Title: Under the Dusty Moon
Author: Suzanne Sutherland
Release Date: January 23, 2016
Publisher: Dundurn Press
Victoria Mahler is the sixteen-year-old only daughter of rocker Micky Wayne, whose band, Dusty Moon, took the world by storm when Micky was just a teenager. The band broke up under mysterious circumstances, but, after years spent off the road being a mom, Micky's solo career is finally starting to take off. When an offer to tour Japan falls into her mom's lap, Vic is left to spend the summer under the care of her distant grandmother, and without her built-in best friend. Fortunately, a boy with a secret geek side and a group of feminist game-makers save the season, and Vic starts to see herself as her own person, out from under her mother's shadow. But when Micky finally comes home — with a poorly chosen boyfriend in tow — all bets are off. Will Vic be able to maintain her newfound sense of self amidst the building thunder of Micky's second chance at stardom? And through it all, will Micky still really be her best friend?
Under the Dusty Moon is clever and bright, wonderfully capturing the screwups, mistakes, and flaws of being a teen, of fighting with friends, of dating, of trying to figure out who you are and what you want to be when you're in someone's shadow.

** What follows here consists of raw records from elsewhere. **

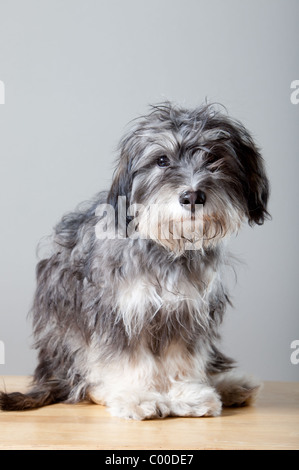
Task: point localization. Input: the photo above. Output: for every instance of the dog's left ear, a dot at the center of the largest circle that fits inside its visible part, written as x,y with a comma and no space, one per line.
253,176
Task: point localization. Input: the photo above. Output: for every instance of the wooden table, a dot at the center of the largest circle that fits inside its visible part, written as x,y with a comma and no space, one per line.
272,423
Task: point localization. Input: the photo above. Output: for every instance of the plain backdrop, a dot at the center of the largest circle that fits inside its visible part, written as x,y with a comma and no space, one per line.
77,71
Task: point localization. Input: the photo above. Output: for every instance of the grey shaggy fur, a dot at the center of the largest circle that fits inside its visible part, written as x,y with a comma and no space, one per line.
78,318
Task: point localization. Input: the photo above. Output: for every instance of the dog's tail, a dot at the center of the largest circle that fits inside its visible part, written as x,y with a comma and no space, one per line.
43,394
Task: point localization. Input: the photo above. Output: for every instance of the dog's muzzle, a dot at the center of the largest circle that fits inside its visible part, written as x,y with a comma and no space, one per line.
189,199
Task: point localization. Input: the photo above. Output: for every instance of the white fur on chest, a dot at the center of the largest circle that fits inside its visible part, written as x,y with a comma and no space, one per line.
138,300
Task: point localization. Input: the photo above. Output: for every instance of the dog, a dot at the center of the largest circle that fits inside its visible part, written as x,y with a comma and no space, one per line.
127,308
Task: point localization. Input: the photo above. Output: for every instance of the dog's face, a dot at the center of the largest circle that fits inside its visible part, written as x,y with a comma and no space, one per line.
190,177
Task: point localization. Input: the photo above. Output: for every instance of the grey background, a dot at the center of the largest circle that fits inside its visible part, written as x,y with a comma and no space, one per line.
76,71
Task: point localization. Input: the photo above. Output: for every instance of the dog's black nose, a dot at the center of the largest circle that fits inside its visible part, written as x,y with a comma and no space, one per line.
192,198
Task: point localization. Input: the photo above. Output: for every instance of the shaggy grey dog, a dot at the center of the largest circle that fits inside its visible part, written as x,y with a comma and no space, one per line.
128,305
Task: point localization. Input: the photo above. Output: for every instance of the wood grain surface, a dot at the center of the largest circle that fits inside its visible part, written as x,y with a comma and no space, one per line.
272,423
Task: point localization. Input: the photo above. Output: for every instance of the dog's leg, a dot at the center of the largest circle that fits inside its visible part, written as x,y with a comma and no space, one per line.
235,389
129,388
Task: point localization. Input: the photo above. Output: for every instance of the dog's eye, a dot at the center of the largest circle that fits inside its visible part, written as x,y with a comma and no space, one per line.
163,161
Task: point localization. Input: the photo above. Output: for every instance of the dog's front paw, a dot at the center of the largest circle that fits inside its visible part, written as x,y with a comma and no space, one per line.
140,410
196,401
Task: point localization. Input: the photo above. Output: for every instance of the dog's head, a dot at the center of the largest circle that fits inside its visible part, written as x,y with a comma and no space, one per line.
190,177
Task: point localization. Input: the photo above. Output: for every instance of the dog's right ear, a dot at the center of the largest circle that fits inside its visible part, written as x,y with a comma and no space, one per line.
122,178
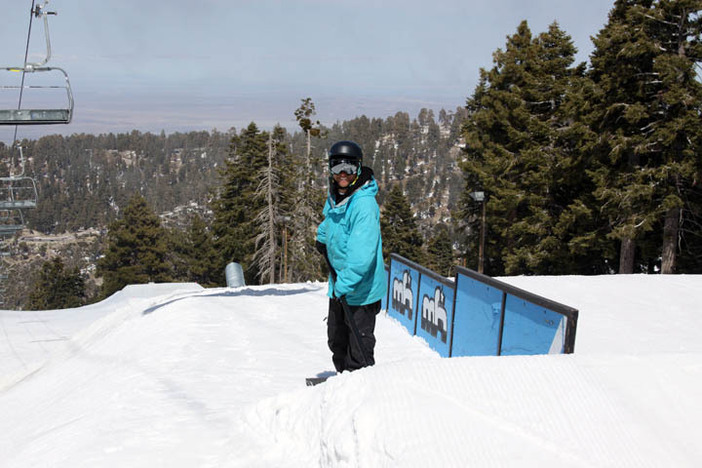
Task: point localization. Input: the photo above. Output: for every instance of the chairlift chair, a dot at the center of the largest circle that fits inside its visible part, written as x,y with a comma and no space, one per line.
18,191
39,115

Victoria is smart, creative, and somewhat serious. She'd have to be, what with her mother being a bit bold and fun, maybe a little wild. Books like this highlight the focus of teens, which is often themselves. Vic resents her mom and her career as a musician. Why can't she get a real job? Why does she have to leave her alone for part of the summer? Why dis she get famous when she was younger, making Vic feel incompetent, like she'll always come in second place? Vic looks at her mom, sees someone who people know, sees someone who made a name for herself, and doesn't think she could have something of her own without people wanting to talk about her mother and her old band. She doesn't know that she's smart and creative enough on her own, she can only see her own flaws and insecurities. Now, with her mother out of town, Vic has a chance to find something that's hers, but will it work out?

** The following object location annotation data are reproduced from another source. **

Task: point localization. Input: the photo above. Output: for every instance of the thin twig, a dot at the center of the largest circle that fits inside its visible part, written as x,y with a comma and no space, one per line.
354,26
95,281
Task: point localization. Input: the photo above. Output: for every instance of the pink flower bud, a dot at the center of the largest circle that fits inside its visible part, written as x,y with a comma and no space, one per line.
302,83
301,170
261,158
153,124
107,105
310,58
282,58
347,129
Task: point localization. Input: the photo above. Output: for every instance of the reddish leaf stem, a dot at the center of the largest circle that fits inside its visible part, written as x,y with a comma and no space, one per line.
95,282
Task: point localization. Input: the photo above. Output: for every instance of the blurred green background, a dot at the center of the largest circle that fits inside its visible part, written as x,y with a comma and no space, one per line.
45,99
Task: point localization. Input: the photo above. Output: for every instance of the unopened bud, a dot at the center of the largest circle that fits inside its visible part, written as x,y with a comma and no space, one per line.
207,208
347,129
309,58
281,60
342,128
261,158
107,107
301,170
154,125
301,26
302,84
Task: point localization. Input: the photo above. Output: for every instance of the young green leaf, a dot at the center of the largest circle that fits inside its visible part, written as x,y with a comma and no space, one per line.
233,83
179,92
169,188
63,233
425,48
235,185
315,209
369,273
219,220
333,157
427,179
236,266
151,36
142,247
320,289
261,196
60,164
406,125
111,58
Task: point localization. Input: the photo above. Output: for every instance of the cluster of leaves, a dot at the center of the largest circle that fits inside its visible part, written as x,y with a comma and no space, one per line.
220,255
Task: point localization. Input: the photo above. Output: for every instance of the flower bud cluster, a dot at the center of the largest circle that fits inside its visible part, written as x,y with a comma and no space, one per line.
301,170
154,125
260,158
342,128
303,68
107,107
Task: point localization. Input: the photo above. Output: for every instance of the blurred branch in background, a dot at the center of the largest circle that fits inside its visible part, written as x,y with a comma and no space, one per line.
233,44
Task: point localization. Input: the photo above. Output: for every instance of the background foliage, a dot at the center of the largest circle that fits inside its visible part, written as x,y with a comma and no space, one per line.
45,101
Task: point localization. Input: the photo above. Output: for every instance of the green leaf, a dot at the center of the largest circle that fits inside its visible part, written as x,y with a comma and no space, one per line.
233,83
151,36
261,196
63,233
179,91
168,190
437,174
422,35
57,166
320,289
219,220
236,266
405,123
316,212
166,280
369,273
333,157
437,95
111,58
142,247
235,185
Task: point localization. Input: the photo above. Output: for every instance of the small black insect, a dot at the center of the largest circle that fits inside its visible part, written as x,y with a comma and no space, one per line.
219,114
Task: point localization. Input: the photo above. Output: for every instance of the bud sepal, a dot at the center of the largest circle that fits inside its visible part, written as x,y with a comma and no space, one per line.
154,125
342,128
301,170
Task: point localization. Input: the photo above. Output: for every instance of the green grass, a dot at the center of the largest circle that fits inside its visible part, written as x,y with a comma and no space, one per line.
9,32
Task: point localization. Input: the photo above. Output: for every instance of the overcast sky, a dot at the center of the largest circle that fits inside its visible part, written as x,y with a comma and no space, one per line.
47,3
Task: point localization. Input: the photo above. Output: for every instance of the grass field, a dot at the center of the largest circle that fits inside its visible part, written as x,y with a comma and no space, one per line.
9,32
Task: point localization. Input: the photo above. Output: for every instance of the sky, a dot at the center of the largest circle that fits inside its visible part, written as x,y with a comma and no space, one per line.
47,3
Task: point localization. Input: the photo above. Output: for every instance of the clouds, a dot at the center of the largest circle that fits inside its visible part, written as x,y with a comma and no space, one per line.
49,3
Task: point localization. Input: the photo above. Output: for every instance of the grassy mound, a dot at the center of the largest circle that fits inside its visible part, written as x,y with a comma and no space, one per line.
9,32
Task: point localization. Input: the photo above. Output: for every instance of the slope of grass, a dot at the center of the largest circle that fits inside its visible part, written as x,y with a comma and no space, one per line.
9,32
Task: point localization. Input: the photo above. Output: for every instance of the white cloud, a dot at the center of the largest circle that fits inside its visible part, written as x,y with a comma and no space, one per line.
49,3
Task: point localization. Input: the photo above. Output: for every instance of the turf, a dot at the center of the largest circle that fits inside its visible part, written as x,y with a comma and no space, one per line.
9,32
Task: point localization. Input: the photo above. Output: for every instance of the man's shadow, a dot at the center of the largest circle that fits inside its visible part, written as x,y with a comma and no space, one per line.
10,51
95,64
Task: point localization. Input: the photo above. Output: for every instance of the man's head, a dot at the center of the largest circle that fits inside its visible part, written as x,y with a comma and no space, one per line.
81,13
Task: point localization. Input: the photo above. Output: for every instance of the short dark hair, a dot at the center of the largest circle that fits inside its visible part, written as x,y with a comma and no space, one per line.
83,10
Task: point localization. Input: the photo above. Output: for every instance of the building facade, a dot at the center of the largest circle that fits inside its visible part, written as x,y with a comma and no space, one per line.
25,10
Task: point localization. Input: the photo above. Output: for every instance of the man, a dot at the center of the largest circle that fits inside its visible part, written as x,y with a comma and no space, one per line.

This book feels so classically Canadian. The Toronto streets. The hot, sticky summers. The money struggles of anyone trying to be a musician or in the arts in a big city. The story of one person trying to figure themselves out. The self-discovery journey is part of so many books, but there's just something about it here that screams Canadian.
I think the author has fairly captured what it is to be a teen here. To be clueless and bratty and demanding of parents. To want to have their own things, to have some private things without your parents embarrassing you. To be kept in the loop with friends, to be able to stay friends while being with others. To not screw up dating a guy you really like because there's only ever one chance for a first date, first kiss, first time having sex. In some ways this is a serious comedy of errors (the awkwardness of parents who blab everything!). Everything seems to go right then go wrong for Vic and she scrambles to pick up the pieces. I would recommend this to those looking for something fun but also thoughtful and realistic.
(I received an advance copy of this title to review from Dundurn Press.)